Executive Summary

Water-logging in Chennai, December 2016. Photograph: Beth Cullen.


Monsoon Assemblages was a five-year, interdisciplinary research project funded by a European Research Council Starting Grant from 2016 to 2021 based in the School of Architecture + Cities at the University of Westminster in London. It investigated the impacts of changing monsoon climates in four of South Asia’s rapidly growing cities – Chennai, Delhi, Dhaka and Yangon. The project was undertaken at a time when climate change and urban development conspired to produce unlikely futures for urban survival. Extreme weather events, all attributed to the monsoon’s capricious nature, were resulting with increasing frequency in water shortages, power failures, floods, out-breaks of disease, damage to property and loss of life. In responding to these events, the project challenged the dominant view of the monsoon as a meteorological system outside of and distinct from society. Instead it proposed that the monsoon was hybrid of intra-acting of physical and social dynamics entangled within historic lived environments, whose operations could be approached as models for thinking and designing with.
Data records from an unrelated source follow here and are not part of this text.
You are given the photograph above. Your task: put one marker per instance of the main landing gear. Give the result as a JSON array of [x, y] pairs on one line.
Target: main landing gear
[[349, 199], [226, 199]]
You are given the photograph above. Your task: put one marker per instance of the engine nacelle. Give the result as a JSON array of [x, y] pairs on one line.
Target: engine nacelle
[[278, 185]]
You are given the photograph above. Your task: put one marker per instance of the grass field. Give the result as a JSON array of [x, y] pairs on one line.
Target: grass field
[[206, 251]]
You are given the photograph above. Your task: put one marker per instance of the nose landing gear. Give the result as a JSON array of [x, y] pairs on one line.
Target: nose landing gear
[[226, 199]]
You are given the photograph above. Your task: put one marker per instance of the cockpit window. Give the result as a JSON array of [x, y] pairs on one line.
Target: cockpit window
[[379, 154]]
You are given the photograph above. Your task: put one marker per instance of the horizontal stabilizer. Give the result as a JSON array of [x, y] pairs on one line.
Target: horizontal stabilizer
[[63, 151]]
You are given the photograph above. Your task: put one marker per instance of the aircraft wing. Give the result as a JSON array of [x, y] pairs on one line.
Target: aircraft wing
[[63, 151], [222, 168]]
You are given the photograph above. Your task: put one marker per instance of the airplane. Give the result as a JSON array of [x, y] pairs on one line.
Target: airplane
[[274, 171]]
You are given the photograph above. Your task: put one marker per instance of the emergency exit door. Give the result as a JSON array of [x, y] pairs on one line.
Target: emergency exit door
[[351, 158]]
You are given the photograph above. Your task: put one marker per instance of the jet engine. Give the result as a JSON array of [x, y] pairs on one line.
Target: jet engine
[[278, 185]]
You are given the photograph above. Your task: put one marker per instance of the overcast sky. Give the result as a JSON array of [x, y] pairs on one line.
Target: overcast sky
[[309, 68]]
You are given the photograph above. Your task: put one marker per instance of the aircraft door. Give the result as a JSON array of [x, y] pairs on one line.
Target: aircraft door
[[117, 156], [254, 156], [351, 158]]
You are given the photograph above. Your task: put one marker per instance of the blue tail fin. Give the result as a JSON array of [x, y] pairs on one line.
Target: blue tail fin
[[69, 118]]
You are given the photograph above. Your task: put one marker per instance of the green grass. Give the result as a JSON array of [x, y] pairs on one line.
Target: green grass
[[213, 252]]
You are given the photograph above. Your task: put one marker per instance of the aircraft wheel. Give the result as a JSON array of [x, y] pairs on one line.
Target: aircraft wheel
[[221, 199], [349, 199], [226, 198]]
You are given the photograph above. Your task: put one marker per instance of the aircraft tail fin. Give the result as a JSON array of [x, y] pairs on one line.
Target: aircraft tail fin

To investigate this hypothesis, an interdisciplinary team of spatial designers  and environmental humanities scholars was brought together around the operative concept of Monsoon Assemblages. The aim was to produce knowledge of and design strategies for urban environments as more-than-human, monsoonal ecological systems that operate across multiple scales and through media that are indivisibly natural, social, political and technological.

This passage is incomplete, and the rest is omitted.